Second hypothesis: I had a strict Permission Boundary on the role with aws:SourceVpc and aws:SourceIp conditions. I thought Zelkova (the automated reasoning engine behind Access Analyzer) would be smart enough to calculate the intersection of the trust policy + boundary and realize no external actor could satisfy the network requirements.

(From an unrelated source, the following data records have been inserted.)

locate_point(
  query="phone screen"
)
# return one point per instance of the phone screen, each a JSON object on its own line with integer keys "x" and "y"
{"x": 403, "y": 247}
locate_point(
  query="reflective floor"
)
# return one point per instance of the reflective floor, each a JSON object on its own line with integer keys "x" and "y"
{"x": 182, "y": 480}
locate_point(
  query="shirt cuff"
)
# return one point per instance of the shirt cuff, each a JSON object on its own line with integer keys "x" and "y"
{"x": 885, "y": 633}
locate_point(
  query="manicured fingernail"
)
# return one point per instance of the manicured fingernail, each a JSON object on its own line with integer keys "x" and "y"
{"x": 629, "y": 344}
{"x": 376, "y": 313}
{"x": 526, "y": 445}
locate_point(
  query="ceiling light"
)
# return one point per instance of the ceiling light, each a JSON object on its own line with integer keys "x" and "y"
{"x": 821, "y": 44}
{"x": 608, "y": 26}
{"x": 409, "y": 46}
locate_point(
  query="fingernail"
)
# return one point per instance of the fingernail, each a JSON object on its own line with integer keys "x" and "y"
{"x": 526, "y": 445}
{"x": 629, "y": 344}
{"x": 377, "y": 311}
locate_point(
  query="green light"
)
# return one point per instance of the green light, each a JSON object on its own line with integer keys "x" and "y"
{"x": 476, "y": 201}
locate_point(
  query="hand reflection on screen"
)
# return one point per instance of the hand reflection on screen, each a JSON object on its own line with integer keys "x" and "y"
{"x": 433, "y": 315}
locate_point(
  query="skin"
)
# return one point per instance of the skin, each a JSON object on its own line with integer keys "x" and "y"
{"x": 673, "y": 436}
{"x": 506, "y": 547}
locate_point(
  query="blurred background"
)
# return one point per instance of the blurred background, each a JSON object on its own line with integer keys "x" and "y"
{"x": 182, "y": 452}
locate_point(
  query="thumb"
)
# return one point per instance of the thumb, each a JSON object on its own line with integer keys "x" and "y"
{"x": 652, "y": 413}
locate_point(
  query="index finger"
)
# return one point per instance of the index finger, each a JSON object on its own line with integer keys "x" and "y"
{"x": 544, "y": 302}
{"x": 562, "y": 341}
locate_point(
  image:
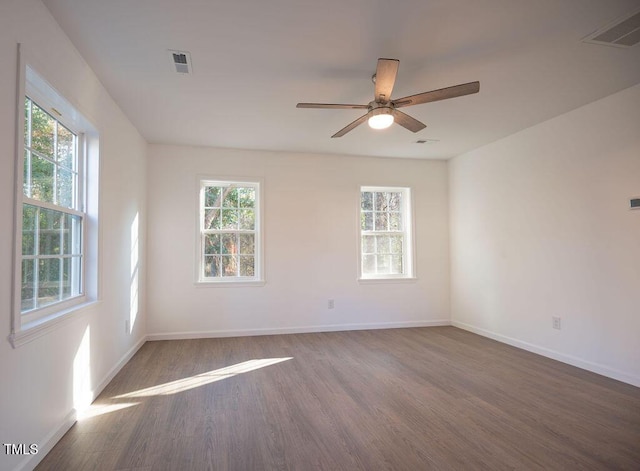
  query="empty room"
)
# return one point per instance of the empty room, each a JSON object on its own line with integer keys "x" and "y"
{"x": 338, "y": 235}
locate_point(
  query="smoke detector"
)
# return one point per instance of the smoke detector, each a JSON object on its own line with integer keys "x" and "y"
{"x": 180, "y": 62}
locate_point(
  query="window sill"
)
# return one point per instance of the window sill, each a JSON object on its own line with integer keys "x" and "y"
{"x": 40, "y": 327}
{"x": 374, "y": 281}
{"x": 230, "y": 284}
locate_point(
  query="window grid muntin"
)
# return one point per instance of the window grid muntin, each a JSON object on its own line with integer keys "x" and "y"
{"x": 72, "y": 286}
{"x": 377, "y": 201}
{"x": 30, "y": 150}
{"x": 236, "y": 255}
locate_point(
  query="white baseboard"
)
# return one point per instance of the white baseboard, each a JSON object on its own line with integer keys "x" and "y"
{"x": 117, "y": 367}
{"x": 47, "y": 444}
{"x": 294, "y": 330}
{"x": 546, "y": 352}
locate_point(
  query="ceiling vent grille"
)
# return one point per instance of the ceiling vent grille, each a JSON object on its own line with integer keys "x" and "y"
{"x": 181, "y": 61}
{"x": 624, "y": 32}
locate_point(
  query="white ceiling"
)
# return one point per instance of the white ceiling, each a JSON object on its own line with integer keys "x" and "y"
{"x": 253, "y": 60}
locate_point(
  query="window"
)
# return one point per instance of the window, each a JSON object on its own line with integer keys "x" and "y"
{"x": 56, "y": 215}
{"x": 385, "y": 233}
{"x": 230, "y": 235}
{"x": 52, "y": 213}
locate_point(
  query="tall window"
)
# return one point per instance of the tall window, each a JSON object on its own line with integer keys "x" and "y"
{"x": 52, "y": 211}
{"x": 230, "y": 242}
{"x": 385, "y": 233}
{"x": 56, "y": 217}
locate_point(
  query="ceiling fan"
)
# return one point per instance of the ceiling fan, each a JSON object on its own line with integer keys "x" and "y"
{"x": 383, "y": 111}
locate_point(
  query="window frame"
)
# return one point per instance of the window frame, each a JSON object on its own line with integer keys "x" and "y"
{"x": 235, "y": 281}
{"x": 32, "y": 84}
{"x": 408, "y": 247}
{"x": 79, "y": 210}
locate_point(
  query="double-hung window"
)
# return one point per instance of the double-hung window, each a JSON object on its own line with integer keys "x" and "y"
{"x": 385, "y": 233}
{"x": 52, "y": 211}
{"x": 56, "y": 233}
{"x": 230, "y": 239}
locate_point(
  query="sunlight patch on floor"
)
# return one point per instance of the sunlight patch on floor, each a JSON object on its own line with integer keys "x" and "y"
{"x": 185, "y": 384}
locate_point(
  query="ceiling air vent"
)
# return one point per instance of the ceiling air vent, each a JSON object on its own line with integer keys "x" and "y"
{"x": 181, "y": 61}
{"x": 624, "y": 32}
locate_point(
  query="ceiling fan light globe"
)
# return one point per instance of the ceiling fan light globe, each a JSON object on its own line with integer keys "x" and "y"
{"x": 380, "y": 121}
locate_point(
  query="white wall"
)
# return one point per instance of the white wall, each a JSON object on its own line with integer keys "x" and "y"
{"x": 311, "y": 243}
{"x": 540, "y": 227}
{"x": 37, "y": 379}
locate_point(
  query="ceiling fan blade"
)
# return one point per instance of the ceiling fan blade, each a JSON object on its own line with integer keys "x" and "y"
{"x": 330, "y": 106}
{"x": 351, "y": 126}
{"x": 440, "y": 94}
{"x": 386, "y": 72}
{"x": 407, "y": 121}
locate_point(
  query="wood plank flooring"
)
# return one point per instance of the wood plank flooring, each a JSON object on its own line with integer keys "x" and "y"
{"x": 436, "y": 398}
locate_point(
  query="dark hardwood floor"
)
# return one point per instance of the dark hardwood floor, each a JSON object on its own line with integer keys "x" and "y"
{"x": 403, "y": 399}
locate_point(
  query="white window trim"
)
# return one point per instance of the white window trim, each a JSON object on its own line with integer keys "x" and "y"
{"x": 409, "y": 250}
{"x": 230, "y": 282}
{"x": 26, "y": 327}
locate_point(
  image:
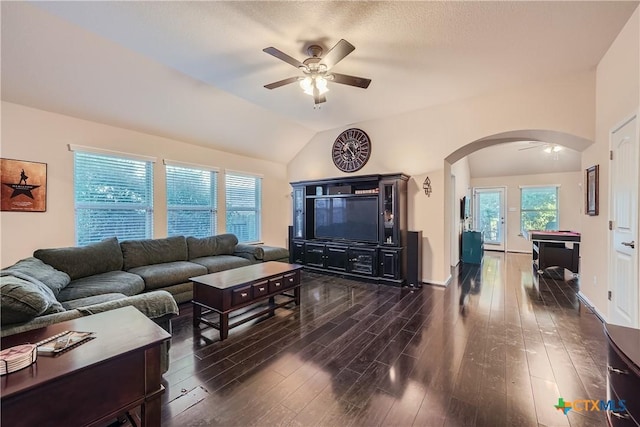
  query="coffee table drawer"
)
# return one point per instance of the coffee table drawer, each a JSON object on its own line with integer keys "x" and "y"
{"x": 276, "y": 284}
{"x": 241, "y": 295}
{"x": 260, "y": 288}
{"x": 291, "y": 279}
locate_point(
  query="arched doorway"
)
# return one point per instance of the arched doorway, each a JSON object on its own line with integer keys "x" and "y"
{"x": 452, "y": 214}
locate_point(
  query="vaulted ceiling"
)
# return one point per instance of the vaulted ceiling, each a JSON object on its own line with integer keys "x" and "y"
{"x": 195, "y": 71}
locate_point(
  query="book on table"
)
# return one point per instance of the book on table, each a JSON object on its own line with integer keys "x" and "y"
{"x": 63, "y": 341}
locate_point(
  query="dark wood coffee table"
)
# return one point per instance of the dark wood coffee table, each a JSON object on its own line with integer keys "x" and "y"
{"x": 93, "y": 383}
{"x": 230, "y": 290}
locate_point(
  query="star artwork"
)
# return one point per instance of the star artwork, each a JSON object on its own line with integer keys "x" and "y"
{"x": 23, "y": 185}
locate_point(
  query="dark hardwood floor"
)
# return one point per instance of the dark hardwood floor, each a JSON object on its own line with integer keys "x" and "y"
{"x": 497, "y": 347}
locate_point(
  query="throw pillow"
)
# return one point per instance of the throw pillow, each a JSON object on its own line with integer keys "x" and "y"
{"x": 34, "y": 268}
{"x": 22, "y": 300}
{"x": 83, "y": 261}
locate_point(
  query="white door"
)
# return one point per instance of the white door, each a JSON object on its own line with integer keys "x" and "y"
{"x": 623, "y": 306}
{"x": 489, "y": 216}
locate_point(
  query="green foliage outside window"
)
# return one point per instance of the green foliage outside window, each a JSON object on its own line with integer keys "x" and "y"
{"x": 539, "y": 208}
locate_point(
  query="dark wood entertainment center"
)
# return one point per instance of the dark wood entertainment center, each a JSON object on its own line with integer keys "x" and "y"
{"x": 352, "y": 226}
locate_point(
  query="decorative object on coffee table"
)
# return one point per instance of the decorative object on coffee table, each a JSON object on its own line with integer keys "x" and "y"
{"x": 18, "y": 357}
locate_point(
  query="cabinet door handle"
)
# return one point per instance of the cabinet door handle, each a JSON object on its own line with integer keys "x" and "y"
{"x": 631, "y": 244}
{"x": 617, "y": 371}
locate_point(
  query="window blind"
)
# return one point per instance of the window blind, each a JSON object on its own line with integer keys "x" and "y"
{"x": 191, "y": 201}
{"x": 243, "y": 203}
{"x": 113, "y": 197}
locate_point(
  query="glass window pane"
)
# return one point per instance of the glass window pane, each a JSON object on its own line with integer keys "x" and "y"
{"x": 113, "y": 197}
{"x": 191, "y": 201}
{"x": 243, "y": 195}
{"x": 539, "y": 208}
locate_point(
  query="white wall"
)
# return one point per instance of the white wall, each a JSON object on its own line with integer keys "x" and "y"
{"x": 40, "y": 136}
{"x": 570, "y": 202}
{"x": 417, "y": 143}
{"x": 617, "y": 98}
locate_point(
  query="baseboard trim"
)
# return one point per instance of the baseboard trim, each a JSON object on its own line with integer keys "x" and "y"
{"x": 438, "y": 283}
{"x": 583, "y": 299}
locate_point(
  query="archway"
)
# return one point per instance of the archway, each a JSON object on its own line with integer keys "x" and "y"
{"x": 544, "y": 136}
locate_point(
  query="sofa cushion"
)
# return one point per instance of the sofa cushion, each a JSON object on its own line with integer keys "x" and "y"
{"x": 221, "y": 262}
{"x": 275, "y": 253}
{"x": 35, "y": 268}
{"x": 100, "y": 284}
{"x": 138, "y": 253}
{"x": 83, "y": 261}
{"x": 170, "y": 273}
{"x": 222, "y": 244}
{"x": 22, "y": 300}
{"x": 95, "y": 299}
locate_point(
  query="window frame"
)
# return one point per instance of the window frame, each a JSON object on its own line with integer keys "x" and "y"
{"x": 524, "y": 188}
{"x": 83, "y": 237}
{"x": 257, "y": 206}
{"x": 212, "y": 208}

Wrong. Access Analyzer evaluates trust policies in complete isolation. It doesn't aggregate Permission Boundaries or SCPs when determining if something is publicly accessible.

The Root Cause

The role's trust policy had Principal: { "AWS": "*" } to support dynamic cross-account access for worker nodes across sub-accounts. To "secure" it, I added:

Condition: {
  StringLike: { "aws:PrincipalArn": "arn:aws:iam::*:role/worker-node-*" }
}

Looks safe, right? Nope. Zelkova uses formal logic. Since AWS account IDs are globally addressable, any attacker could create a role named worker-node-exploit in their own AWS account. That ARN would match the StringLike condition. Zelkova correctly flagged this as exploitable by the entire AWS universe.

The Fix

Replaced the non-deterministic ARN wildcard with aws:PrincipalOrgID:

condition {
  test     = "StringEquals"
  variable = "aws:PrincipalOrgID"
  values   = ["o-xyz123abc9"]
}

This mathematically proves to Zelkova that AWS: * is bounded to our AWS Organization. Finding cleared instantly.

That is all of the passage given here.